Your understanding of, and empathy for, hardworking South Islanders who cannot afford to either rent or buy in the current housing market is admirable. The current housing crisis has dimmed the future of a whole generation without hope of either home ownership or affordable rents in communities in which they were born and raised. It has also impacted seniors who have been rent-evicted so new, higher rents can be charged. And it hobbles the growth of existing or future firms hoping to attract and retain workers – particularly for entry level employment.

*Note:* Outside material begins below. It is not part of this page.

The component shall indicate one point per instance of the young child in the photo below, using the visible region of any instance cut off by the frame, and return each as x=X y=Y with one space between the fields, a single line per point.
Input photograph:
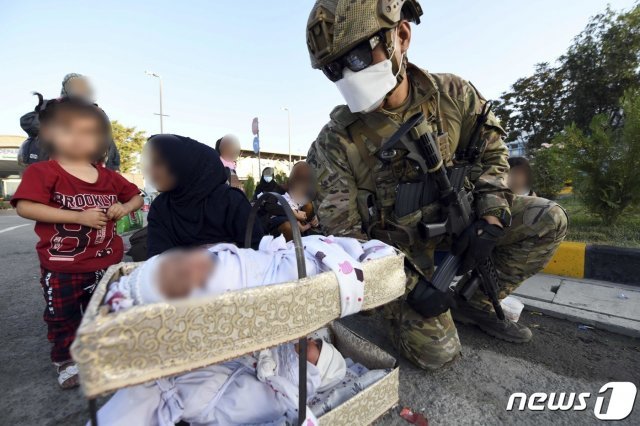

As a resident of Saanich I am deeply disappointed in the decision of Mayor Atwell and Couns. Brice, Harper, Sanders and Wergeland to support a formal request to ask the provincial government opt out of a tax designed to curb real estate speculation as part of its affordable housing strategy. As Wolgang Depner’s excellent report of council debate, “Saanich seeks exemption from speculation tax” indicates, not only Couns. Brownoff, Haynes, Plant and Murdoch but also citizens such as Natalie Chambers and Teale Phelps Bondaroff pointed out was a total absence of any evidence or data regarding the current situation or evidence of harm.

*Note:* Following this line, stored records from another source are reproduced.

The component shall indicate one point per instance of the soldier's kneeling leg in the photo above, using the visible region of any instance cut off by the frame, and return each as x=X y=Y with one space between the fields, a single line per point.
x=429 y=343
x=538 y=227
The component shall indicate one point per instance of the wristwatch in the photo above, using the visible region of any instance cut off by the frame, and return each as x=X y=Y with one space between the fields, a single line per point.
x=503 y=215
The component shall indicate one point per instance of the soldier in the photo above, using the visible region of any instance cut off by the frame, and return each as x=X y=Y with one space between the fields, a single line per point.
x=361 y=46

As expected, spokespersons for the builders and real estate interests attacked the tax despite the relatively small nature and multiple exemptions of the tax. However, I remember when I lived in a condominium several years ago the manager told me that over 10 per cent of the units were owned by Americans and Albertans who can for several weeks a year. I had hoped that my Saanich council would have done at least a preliminary survey of essentially absent ownership in the municipality – and then engaged in an informed discussion of the important issue, not a corporatist ideological pile-on.
As your recent editorial concludes, “The speculation tax offers an incentive for property owners to place homes on the rental market, or alternatively, provide funds through a tax that can help increase the supply of affordable housing.”
In light of the massive housing market failure to provide affordable housing – and the insidious affects of criminal money laundering via real estate that has been revealed by the new provincial government – strong provincial and federal action is required now. The answer is increased supply – particularly of social/mixed income and co-operative housing. The province has taken immediate action but the federal government has postponed much of its so-called housing strategy until 2020 – a year after the coming federal election. Is it right that real joint action be postponed because of the federal election cycle?